Lakeland is known, in part, for its sculptures and public art. Now the city has a new way for residents and visitors to enjoy them: the Downtown Public Art Trail.
How it works: The city’s website has an interactive map with information about more than two dozen artworks along a 1.7-mile route stretching from Lake Mirror and Lake Morton west to Lake Beulah. There is also a QR code for people to access the map, with a feature that can determine which art piece is closest to the user’s phone.

“If you’re on a GPS-enabled device, it will geo-locate you, allowing you to start and stop anywhere on the trail,” Beth Sherling, program coordinator for the city’s Parks, Recreation, & Cultural Arts Department, told city commissioners at a recent meeting. “This project has been a labor of love. We were so excited after the initial concept to get this going.”
Almost all the pieces on the trail are available for viewing 24/7, although four sculptures in Hollis Garden can only be viewed up close when the garden is open.
Why it matters: Funds from Lakeland Electric bills help to pay for artwork throughout the city, adding to residents’ quality of life and visitors’ enjoyment of downtown. City leaders want the public to enjoy what their tax dollars pay for.
New plaques: “We’re installing plaques currently on all our permanent pieces,” Sherling said. “It’s a bronze plaque saying the name and, directly adjacent, will have a QR code on those as well, so that people that are out — and don’t even know to look for it — will be able to get to this and find out about where more art is in downtown.”
Where to start: Visitors can start anywhere on the trail using the QR code and the city’s website. For example, multiple sculptures, including Albert Paley’s “Tribute to the Volunteer Spirit,” are on the eastern shore of Lake Mirror.
The monumental sculpture was a gift to the city from Historic Lakeland Inc. It consists of “thick interlaced and seemly fluid steel, welded into representative shapes and patterns,” according to the art trail’s website.

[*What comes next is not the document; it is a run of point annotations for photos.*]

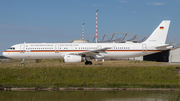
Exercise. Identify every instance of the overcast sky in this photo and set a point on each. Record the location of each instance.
(58, 20)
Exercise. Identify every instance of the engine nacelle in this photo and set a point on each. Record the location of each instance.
(73, 59)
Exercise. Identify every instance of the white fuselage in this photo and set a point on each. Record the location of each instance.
(59, 50)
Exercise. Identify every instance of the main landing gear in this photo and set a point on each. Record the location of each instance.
(88, 63)
(23, 62)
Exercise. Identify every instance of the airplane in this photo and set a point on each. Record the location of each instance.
(80, 52)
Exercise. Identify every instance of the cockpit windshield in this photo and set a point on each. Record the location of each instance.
(12, 48)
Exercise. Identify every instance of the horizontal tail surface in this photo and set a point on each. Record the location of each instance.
(160, 33)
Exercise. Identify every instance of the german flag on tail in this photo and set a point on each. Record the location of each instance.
(161, 27)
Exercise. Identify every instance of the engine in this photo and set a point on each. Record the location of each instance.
(73, 59)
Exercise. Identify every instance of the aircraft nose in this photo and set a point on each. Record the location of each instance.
(4, 54)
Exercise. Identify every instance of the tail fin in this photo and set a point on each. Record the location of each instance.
(160, 33)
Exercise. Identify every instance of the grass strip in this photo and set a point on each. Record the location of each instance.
(91, 76)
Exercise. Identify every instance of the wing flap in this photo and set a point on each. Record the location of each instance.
(92, 53)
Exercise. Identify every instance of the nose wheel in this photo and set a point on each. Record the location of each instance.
(88, 63)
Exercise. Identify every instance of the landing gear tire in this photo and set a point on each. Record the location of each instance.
(88, 63)
(23, 62)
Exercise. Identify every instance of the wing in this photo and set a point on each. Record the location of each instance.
(93, 53)
(165, 46)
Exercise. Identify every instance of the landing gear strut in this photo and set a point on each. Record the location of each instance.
(23, 62)
(88, 63)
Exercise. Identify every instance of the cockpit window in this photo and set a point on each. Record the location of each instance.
(12, 48)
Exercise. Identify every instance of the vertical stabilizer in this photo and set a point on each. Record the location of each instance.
(160, 33)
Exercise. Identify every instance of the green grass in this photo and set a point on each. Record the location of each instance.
(52, 73)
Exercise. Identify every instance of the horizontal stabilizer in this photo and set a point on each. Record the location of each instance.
(165, 46)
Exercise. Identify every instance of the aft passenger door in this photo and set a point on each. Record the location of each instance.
(22, 48)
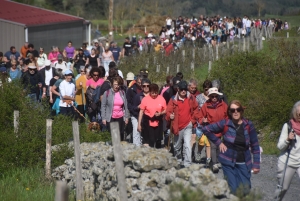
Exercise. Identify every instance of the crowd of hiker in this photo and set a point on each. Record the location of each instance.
(86, 84)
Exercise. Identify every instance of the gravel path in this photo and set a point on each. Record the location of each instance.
(266, 180)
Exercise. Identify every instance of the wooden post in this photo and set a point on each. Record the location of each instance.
(193, 54)
(192, 66)
(248, 43)
(61, 191)
(157, 68)
(16, 120)
(115, 133)
(48, 148)
(79, 182)
(209, 66)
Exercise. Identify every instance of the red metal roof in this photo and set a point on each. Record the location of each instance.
(32, 16)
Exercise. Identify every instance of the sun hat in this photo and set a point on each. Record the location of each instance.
(182, 85)
(67, 72)
(130, 76)
(214, 90)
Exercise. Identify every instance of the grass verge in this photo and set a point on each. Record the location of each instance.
(26, 184)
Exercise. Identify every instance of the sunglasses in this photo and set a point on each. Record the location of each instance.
(232, 110)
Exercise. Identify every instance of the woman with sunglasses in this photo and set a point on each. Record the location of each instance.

Paley said, “the forms used in the sculpture, although different from one another, are integral to the whole and could refer to the different volunteer groups who have aided and enriched the Lakeland community.”
There are four more, smaller pieces nestled near the Lake Mirror Civic Center by sculptor Carl Bllingsley, who said they “involved a renewed interest in and exploration of color.”
Billingsley said he decided to change his focus from the material to “the dynamic of color in the public realm. I strive to utilize color as a phenomenon and to bring the attention of the public to the many ways that color changes as the light changes and as the environment around the sculpture affects both the form and the color of the sculpture. Color is not a static passive element in these sculptures.”
Rotating art: The Lemon Street Promenade has sculptures for three blocks that rotate out once a year as part of the Florida Outdoor Sculpture Competition. It has its own page on the city’s website.

Art honoring veterans: One spot where visitors might not think to look for artwork is Veterans Memorial Park on the east shore of Lake Beulah. Four sculptures pepper the small park, representing “Honor,” “Sacrifice,” “Service” and “Friends of Freedom.”
The first three links “the community and youth to veterans and first responders, recognizing their honorable service,” while the “Friends of Freedom” honors the Buffalo Soldiers who served in the Spanish-American War and encamped for a time on Lake Wire.
Mayor Bill Mutz, who heads the Mayor’s Council on the Arts, applauded the initiative saying, “We are mesmerized.”